La mostra è divisa in due parti: al pian terreno dell’edificio di Jean Nouvel delle immagini fluttuanti, oniriche, che cercando di invitare a un nuovo modo di vedere la cultura e il modo di vita danno voce a questa popolazione. Con tecniche dagli effetti surreali la fotografia cerca di cogliere l’invisibile della concezione del mondo Yanomami, la loro interpretazione metafisica attraverso i riti degli sciamani. Nel seminterrato, c’è invece la parte militante del lavoro di Andujar: la fotografia illustra la tragedia e diventa strumento al servizio del cambiamento politico. C’è una costante: «non c’è curiosità, come alcuni hanno verso un luogo esotico – ha spiegato la fotografa – per me era sempre una relazione da essere umano a essere umano».

Una foto di Claudia Andujar

La tragedia inizia oltre mezzo secolo fa quando la giunta militare brasiliana avvia il progetto di costruzione di una strada transamazzonica, all’estremo nord del paese, la Perimetral norte (progetto poi abbandonato nel 1977 per mancanza di fondi). Questi lavori portano violenza, distruzione sociale e epidemie nelle terre Yanomami, che continueranno nei decenni successivi. Negli anni Ottanta viene decimato il 15% della popolazione in seguito all’invasione di 40mila cercatori d’oro illegali, negli anni Novanta Jair Bolsonaro, allora deputato, presenta un progetto per annullare la demarcazione del territorio Yanomami per favorire lo sfruttamento dei minerali e la deforestazione per l’agricoltura, idea riproposta nel 2018 dall’attuale presidente, che ha permesso una nuova invasione di cercatori d’oro.

UN PRIMO ABBOZZO di un territorio Yanomami è del 1988, tre anni dopo la fine della dittatura militare, dopo una nuova offensiva violenta dei cercatori d’oro, ma il progetto continua ad essere fortemente contrastato fino al 1992, quando il governo lo riconosce per darsi una facciata presentabile in occasione del Summit di Rio sull’ambiente dell’Onu.

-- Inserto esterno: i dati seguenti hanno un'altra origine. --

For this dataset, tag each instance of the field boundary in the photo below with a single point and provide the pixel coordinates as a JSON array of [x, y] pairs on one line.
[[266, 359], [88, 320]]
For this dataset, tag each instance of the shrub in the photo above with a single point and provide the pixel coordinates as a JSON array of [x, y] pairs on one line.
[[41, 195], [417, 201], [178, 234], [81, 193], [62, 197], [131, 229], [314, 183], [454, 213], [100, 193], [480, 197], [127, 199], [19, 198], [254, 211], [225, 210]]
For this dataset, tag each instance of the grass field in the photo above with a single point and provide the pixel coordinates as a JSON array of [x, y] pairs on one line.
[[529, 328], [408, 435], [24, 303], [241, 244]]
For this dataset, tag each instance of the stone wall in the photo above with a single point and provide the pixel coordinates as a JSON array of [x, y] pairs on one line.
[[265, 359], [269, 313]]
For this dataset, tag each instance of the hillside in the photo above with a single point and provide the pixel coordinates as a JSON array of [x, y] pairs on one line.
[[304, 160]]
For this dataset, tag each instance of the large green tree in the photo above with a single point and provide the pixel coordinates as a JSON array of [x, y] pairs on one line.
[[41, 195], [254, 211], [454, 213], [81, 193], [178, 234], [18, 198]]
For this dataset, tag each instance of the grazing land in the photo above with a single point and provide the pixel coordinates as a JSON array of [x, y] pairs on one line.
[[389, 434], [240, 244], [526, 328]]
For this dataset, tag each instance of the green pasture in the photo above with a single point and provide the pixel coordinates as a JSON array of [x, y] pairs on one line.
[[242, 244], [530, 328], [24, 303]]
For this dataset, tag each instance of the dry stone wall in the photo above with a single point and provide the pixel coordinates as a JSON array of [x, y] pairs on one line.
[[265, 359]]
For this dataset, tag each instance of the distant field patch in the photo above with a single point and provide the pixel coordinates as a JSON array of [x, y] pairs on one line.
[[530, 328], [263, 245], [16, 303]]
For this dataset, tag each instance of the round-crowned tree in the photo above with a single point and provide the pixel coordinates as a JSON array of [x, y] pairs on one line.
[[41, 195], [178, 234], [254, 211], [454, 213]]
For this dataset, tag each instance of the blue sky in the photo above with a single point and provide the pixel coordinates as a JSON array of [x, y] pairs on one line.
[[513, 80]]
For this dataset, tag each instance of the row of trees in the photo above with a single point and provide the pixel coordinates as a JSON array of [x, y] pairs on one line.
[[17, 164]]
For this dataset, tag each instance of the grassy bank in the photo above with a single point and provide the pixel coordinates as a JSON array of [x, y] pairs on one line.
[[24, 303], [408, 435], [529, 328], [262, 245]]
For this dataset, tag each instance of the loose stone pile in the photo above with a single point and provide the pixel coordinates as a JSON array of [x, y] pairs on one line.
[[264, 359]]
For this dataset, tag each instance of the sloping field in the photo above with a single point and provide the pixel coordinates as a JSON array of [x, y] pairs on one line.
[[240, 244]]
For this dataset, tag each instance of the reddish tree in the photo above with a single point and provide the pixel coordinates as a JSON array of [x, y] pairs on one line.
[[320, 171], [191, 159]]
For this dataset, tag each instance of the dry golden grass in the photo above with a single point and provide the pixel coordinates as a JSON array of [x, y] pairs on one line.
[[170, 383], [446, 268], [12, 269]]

La creazione del territorio è la realizzazione di un progetto della Commissione pro Yanomami, una ong fondata da Andujar, assieme al missionario di origine italiana, Carlo Zacquini, gran conoscitore della regione dove ha trascorso gran parte della vita e, tra gli altri, dall’antropologo francese Bruce Albert. La Commissione organizza una campagna di vaccinazioni nei primi anni Ottanta, contro le malattie portate dai bianchi, tubercolosi, morbillo, pertosse, influenza.

A quell’epoca, gli Yanomami non hanno nomi portoghesi che permettano di identificarli, i loro nomi locali cambiano nel corso della vita. I medici li identificano con dei numeri. Claudia Andujar fotografa queste persone, con il numero, e nel 2009, per una mostra dal titolo «Marcados», fa un parallelo con la propria storia: il padre era ebreo e tutta la famiglia paterna era stata «marchiata» dalla stella gialla. «È un sentimento ambiguo che mi ha portato, 60 anni dopo – spiega – a trasformare quello che all’inizio era un semplice censimento in un’opera che interroga questo metodo che consiste nell’etichettare gli esseri umani per diversi fini».